Published by the Copenhagen Institute of Futures Studies, Scenario takes an analytical look at tech and innovation to predict how we could, soon, be living. Where lesser magazines might make that dry, Scenario’s insights on digital supermodels, porn and the meat industry are compulsive reading. The latest issue is filled with the kind of information you long to read out loud to someone clever and interesting — like the fact that two female mice can create children together, so a future without men is imminent. And that contrary to clean eating gospel, gluten is *not* bad for you. But the subtlest pleasure of reading Scenario is that there are no snazzy headlines. A piece about sex robots cites a viral article from 2016, “Sex Robots May Literally Fuck Us To Death”, only to debunk it, interviewing the specialist Kate Devlin, who argues that tabloid histrionics notwithstanding, when it comes to automated sex dolls, there might not really be anything to worry about.
On the surface of things, Cartography is a magazine composed of travel itineraries. Inside the latest edition, there are three: “Greenland and the Canadian Arctic, 18 Days; Abruzzo Italy, 7 days; Portugal and the Azores, 15 days”. The interesting thing, though, is that the editors aren’t really expecting their reader to book anything. Not your usual travel mag, Cartography seeks out the “holiness” of each place it visits. Pieces are poetic, and the photography is surreal — one of our favourite features in issue five is about the migration of souls in the Inuit world.

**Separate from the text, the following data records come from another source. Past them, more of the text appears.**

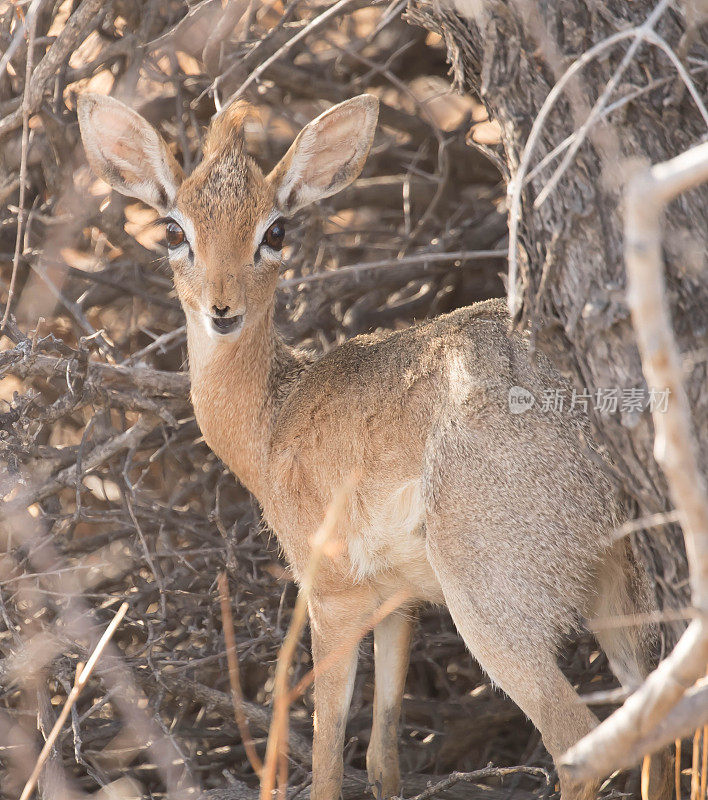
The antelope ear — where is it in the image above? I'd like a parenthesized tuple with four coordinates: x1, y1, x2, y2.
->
(77, 93, 184, 213)
(268, 94, 379, 215)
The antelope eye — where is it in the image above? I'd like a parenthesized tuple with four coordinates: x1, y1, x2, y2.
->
(262, 219, 285, 251)
(165, 221, 185, 248)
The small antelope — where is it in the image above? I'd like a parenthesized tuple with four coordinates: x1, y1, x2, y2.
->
(79, 93, 670, 800)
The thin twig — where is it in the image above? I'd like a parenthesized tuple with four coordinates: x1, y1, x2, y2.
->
(677, 739, 683, 800)
(613, 510, 682, 540)
(219, 0, 369, 108)
(701, 720, 707, 799)
(124, 325, 187, 364)
(523, 65, 708, 187)
(395, 764, 548, 800)
(18, 602, 129, 800)
(506, 25, 637, 315)
(642, 754, 652, 800)
(0, 0, 46, 80)
(2, 8, 37, 330)
(259, 480, 353, 800)
(278, 249, 506, 288)
(288, 589, 410, 704)
(693, 729, 701, 800)
(507, 4, 708, 316)
(0, 0, 104, 140)
(532, 0, 672, 209)
(218, 571, 263, 777)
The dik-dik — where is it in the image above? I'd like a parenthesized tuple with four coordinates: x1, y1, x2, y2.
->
(79, 93, 669, 800)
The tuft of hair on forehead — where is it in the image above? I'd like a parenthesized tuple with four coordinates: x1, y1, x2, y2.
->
(203, 100, 260, 160)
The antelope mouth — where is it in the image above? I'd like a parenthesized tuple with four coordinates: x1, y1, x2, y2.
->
(210, 314, 244, 336)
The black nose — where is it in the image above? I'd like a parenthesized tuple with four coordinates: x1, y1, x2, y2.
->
(212, 305, 230, 317)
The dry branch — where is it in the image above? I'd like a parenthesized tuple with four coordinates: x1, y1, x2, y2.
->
(6, 415, 153, 512)
(1, 341, 190, 398)
(560, 141, 708, 783)
(18, 602, 129, 800)
(0, 0, 104, 141)
(219, 571, 263, 778)
(221, 0, 372, 106)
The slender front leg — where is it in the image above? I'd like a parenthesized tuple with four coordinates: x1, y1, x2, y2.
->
(309, 592, 375, 800)
(366, 610, 414, 798)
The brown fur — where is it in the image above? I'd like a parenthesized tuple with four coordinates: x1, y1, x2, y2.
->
(78, 93, 671, 800)
(202, 101, 258, 159)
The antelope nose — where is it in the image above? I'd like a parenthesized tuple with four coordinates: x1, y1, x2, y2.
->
(212, 305, 230, 317)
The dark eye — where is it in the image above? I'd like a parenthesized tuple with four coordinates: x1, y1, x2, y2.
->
(261, 219, 285, 251)
(165, 221, 185, 248)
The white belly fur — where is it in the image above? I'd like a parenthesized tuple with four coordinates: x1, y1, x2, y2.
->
(348, 479, 443, 601)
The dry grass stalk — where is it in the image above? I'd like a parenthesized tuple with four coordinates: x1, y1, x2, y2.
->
(218, 571, 263, 778)
(259, 480, 353, 800)
(642, 754, 651, 800)
(288, 588, 411, 705)
(677, 739, 683, 800)
(18, 601, 129, 800)
(693, 729, 702, 800)
(701, 723, 708, 799)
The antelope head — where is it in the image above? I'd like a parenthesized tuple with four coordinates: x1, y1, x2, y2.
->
(78, 93, 379, 341)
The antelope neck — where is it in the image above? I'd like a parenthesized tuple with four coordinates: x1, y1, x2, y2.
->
(185, 308, 291, 499)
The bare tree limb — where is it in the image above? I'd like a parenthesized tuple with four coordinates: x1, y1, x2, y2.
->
(560, 140, 708, 783)
(5, 416, 153, 512)
(0, 0, 104, 140)
(1, 347, 190, 398)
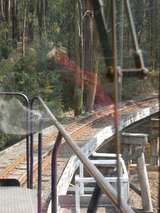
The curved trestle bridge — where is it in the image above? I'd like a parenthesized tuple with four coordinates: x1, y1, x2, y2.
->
(0, 93, 159, 213)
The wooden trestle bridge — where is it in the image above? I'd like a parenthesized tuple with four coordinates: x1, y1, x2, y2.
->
(0, 0, 159, 212)
(0, 94, 159, 213)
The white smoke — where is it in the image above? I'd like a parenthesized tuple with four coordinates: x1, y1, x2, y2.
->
(0, 97, 44, 135)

Entirely composed of archive materials, the latest issue of Archivio is themed around America, because, the editor’s letter states, “Everything we are, we owe it to them.” Thumbing through the magazine you quickly realise that’s not a compliment. One of the most arresting pieces is a series of photographs from Oak Ridge; a secret city created in 1942 as a production site for the atomic bomb. What’s eery about these images is their absolute mundanity: we see children queueing up for vaccinations; suburban bungalows; families playing ping pong. Previous issues have dealt with subjects like ‘crime’ and ‘challenge’, but ‘Americana’ might be the weightiest yet. No matter how stylishly arranged, archives are collected here with intent: to push the reader to acknowledge the past, and the way it creates our present.